Performance art meets psychological thriller in Canberra’s newest Street Theatre play Pigman’s Lament. Written and performed by Raoul Craemer, Pigman’s is a non-stop one man existential piece outlining the difficulties of living in the shadow of a dark family past.

Craemer is a playwright and stay-at-home Dad with passions for soccer and theatre. Trapped in his Canberra apartment, Craemer is continually harassed by his Nazi grandfather in modern day Australia and the two argue the differences between themselves and what makes a man.

Exploring inter-generational familial themes, notions of duty and masculinity, the choices we make in how we determine our lives and the family secrets we choose to keep, the play questions whether we can reconcile today’s stay-at-home dad with yesterdays soldier.

Pigman’s Lament is brought to life by acclaimed Portuguese theatre directed Paulo Castro who has devised a show which is dark, funny and moving.
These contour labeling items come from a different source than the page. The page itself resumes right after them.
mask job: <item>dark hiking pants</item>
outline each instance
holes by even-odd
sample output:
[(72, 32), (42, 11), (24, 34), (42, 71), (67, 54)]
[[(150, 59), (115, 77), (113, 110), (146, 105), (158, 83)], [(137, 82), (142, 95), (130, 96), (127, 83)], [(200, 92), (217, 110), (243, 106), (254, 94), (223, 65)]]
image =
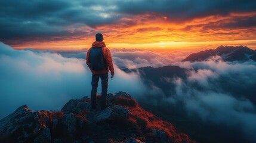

The setting created is perfect and well utilised throughout the performance and the haunting lighting design by local Gillian Schwab was perhaps the plays best attribute.

Extraordinarily well acted by Raoul, who manages to hold the audience’s attention for a continuous hour and a half (no interval) – I found nuances in his acting similar to David Thewlis (Professor Lupin in Harry Potter).

A Meta, dark, self-deprecating performance piece of which Charlie Kaufman would be proud – on until 3 July, Pigman’s Lament is well worth a night out of the Canberra cold!